Non vi era viaggiatore del ‘700 e ‘800 che non inserisse la
Solfatara tra le sue escursioni nell’ambito del cosiddetto “Grand
Tour”, viaggio di istruzione per i giovani delle famiglie nobili
europee.
Intorno al 1900 è stato organizzato all’interno della Solfatara
anche uno stabilimento termale come testimoniano sia un foglio
pubblicitario sia una stampa illustrativa dell’epoca. In questo
“bagno termale” era possibile curarsi con i fanghi, data l’esistenza
di una fangaia naturale, e con le acque sulfuree nonché fare i bagni
di vapore nelle cosiddette stufe. Nella Solfatara è stata operante
sino agli inizi del ‘900 un attività estrattiva di allume, zolfo e
bianchetto, attività che ebbe il suo apice nel Medioevo. Un vero e
proprio laboratorio en plein air diventa la Solfatara di Pozzuoli,
quando, nel 1861 l'acquistano i fratelli De Luca, di origine
calabrese.
Fino ad allora, tra alterne vicende, viene soprattutto sfruttata dal
punto di vista minerario, per produrre allume e bianchetto, tagliare
legna, estrarre acqua dal sottosuolo, o ancora per offrire piacevoli
brividi di paura a turisti imbevuti di reminiscenze mitologiche.
Nei primi anni dell'Ottocento diventa una struttura militare, e
viene anche adibita a zona di esercitazione per il tiro al
bersaglio.
Questo antico uso, forse, è rimasto nella successiva predilezione
mostrata per questo luogo come sede di duelli più o meno all'ultimo
sangue. Ma è soprattutto Sebastiano De Luca , chimico e naturalista,
l'artefice principale della trasformazione di "uso" della famosa
località, che diventa palestra di studio, di scoperte, di ricerca
pura.
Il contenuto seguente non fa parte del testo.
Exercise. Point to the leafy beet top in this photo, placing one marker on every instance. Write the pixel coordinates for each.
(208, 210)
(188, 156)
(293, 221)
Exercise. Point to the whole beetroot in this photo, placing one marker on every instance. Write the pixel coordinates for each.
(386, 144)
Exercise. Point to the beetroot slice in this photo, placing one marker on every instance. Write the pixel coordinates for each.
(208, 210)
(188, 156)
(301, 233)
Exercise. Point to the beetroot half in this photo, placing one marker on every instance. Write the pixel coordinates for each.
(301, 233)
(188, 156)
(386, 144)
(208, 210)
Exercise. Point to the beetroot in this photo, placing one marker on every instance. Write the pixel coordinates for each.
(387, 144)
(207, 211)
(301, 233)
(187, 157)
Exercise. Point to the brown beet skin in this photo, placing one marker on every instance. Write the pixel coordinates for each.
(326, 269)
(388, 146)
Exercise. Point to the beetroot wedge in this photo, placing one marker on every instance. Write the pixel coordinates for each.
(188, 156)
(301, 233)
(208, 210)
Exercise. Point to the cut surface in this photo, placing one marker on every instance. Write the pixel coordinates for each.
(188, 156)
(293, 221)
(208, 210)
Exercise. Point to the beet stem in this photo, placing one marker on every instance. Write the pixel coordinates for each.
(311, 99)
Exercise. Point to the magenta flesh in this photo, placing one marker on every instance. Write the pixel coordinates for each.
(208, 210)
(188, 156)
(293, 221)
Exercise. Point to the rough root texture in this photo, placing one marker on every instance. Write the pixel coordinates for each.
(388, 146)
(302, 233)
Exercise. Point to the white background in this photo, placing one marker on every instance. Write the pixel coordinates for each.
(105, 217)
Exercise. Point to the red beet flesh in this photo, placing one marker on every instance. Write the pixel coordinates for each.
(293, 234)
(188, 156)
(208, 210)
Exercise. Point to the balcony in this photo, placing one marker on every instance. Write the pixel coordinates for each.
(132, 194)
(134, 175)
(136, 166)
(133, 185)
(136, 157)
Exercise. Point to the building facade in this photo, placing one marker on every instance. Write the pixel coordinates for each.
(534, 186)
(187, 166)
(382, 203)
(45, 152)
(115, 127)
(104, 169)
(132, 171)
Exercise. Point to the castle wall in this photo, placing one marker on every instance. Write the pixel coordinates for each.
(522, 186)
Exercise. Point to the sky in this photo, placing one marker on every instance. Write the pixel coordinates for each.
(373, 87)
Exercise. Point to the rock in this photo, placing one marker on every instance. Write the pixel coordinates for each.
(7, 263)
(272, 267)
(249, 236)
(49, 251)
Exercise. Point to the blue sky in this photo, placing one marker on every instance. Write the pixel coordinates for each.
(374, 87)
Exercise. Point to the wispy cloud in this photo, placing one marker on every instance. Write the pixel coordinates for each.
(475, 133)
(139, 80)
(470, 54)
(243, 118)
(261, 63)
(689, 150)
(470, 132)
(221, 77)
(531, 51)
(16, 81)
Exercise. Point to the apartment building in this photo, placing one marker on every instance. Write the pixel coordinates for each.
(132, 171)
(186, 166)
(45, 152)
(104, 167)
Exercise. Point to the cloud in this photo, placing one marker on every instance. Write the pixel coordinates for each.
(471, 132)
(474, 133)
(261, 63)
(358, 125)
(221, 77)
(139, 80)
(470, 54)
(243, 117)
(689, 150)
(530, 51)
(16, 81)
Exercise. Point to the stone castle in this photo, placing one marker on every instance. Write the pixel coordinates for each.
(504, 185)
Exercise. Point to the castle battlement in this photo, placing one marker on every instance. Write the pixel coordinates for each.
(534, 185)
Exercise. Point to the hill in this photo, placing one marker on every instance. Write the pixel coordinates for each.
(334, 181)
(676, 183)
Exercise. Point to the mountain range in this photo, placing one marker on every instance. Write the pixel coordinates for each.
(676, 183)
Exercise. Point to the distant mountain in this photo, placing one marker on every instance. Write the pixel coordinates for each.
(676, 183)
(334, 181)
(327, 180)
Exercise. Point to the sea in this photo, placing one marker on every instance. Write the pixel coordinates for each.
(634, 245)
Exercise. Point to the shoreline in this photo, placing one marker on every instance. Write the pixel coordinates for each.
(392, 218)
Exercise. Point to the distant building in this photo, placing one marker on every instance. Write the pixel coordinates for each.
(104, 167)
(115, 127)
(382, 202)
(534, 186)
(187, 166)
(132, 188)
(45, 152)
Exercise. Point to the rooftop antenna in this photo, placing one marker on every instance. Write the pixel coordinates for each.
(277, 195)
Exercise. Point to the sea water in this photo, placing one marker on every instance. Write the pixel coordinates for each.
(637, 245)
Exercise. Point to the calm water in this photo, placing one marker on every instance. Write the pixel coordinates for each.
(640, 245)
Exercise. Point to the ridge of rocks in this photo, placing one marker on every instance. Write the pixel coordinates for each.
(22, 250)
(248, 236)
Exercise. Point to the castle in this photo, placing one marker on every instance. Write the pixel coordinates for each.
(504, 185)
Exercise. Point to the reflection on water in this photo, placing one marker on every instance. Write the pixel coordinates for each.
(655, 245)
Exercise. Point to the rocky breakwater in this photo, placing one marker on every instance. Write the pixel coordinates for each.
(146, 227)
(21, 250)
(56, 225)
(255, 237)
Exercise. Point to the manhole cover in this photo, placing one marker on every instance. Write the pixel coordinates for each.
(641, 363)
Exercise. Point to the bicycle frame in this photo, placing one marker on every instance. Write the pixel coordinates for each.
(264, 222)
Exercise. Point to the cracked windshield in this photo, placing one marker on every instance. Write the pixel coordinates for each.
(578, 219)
Sebastiano è per molti versi una figura misteriosa, solitaria,
quasi un "apprendista stregone", che sfrutta ogni elemento presente
nella sua proprietà, organico o inorganico, pietra, pianta o animale
per farne oggetto di analisi, di studio, di sperimentazione, curioso
di ogni fenomeno, teso a mille applicazioni delle scoperte fatte.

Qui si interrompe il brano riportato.